Distributed Execution Overview
More generally, the query plan created by F1 is a DAG (directed aclyclic graph) where each node is an operator like the join or aggregator described above. Note that there are multiple operators running the same operation in parallel.
The paper says:
A technique frequently used by distributed database systems is to take advantage of an explicit co-partitioning of the stored data.
It’s not very clear to me what they mean with that, especially because they don’t cite any references, but from context it suggests that the base operators (the scan and lookup join) are in the same machine as the data (co-located) and they do as much of the processing upfront as possible. This helps minimize data transfer which can become the bottleneck in a distributed computation. F1 cannot do that because Spanner abstracts the data location from F1.
A side effect is that there’s a lot of network traffic. The authors claim that Google has network switch hardware improvements which allows servers to communicate with each other close to full network speed.

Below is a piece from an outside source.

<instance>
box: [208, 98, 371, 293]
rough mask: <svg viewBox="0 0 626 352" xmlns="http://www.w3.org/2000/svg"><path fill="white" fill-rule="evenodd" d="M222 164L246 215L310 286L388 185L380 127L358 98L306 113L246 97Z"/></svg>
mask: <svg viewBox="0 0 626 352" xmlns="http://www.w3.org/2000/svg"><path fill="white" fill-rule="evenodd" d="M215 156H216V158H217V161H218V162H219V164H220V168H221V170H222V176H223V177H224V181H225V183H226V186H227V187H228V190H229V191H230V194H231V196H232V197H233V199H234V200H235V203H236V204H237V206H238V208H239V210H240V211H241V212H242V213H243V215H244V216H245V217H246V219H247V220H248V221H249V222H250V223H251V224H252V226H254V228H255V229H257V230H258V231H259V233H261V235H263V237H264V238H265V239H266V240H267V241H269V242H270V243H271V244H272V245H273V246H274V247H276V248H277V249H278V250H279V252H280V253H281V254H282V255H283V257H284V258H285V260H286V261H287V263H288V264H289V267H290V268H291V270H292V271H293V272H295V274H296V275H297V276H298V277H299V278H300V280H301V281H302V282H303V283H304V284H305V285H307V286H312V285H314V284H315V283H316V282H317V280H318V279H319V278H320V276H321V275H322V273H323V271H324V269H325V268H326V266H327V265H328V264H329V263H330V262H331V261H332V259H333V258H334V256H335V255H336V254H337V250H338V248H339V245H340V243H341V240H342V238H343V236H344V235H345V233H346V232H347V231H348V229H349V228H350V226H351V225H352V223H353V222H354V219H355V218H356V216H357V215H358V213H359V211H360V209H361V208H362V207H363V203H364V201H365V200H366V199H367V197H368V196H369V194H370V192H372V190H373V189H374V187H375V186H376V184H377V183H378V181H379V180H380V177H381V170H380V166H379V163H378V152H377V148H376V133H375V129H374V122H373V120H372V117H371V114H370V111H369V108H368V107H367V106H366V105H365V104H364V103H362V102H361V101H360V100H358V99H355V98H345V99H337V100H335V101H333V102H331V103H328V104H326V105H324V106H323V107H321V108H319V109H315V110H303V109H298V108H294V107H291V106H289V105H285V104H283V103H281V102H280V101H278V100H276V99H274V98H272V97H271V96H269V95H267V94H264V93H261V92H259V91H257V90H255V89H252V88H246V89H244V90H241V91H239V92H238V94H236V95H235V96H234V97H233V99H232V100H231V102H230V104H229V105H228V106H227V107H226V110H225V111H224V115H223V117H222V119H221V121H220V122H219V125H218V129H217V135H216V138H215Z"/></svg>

When the hash tables in memory grow too large, they write part of the data to disk. So while F1 doesn’t store data in a persistent way, it still needs to write to disk for intermediate operations.
For efficiency, F1 doesn’t write checkpoints to disk. The downside is that the system is not fault tolerant. Failures in any stage of the execution causes the entire query to fail. Retries are done transparently but long queries (>1h) are bound to fail.
F1 exposes data from intermediate nodes to clients. This avoid having all the data concentrating at the last node of the query execution. They cite Map-Reduce jobs as examples of such feature.
In this post we learned about one of Google’s many distributed databases, F1. It’s a loosely coupled layer on top of Spanner to provide a more familiar level of abstraction which are relational databases.
It seems that we could make an analogy between Google’s systems and similar open source solutions. The Colossus File System (CFS) is the distributed filesystem that could map to Hadoop Distributed File System (HDFS), and Spanner would map to Hadoop’s YARN, and F1 providing SQL semantics on top of Spanner could be mapped to Hive which does the same for Hadoop. It’s a very rough comparison, and maybe Spanner is more similar to Spark but it’s interesting to see the patterns and relationship between these systems.
I was unfamiliar with several of the terminology and concepts used throughout the paper, so I had to do some extra research. Here I attempt to explain some of these topics by quoting snippets from the paper.
We also have a lot of experience with eventual consistency systems at Google
Eventual consistency means that a set of servers might not contain the most recent updates but eventually will. For example, the client might issue a write that affects multiple machines. If the system only provides eventual consistency then a subsequent read is not guaranteed to get the data up-to-date with those writes.
The quote mentions experience with eventual consistency in a negative way, because of the extra complexities that clients have to deal with to work around this limitation.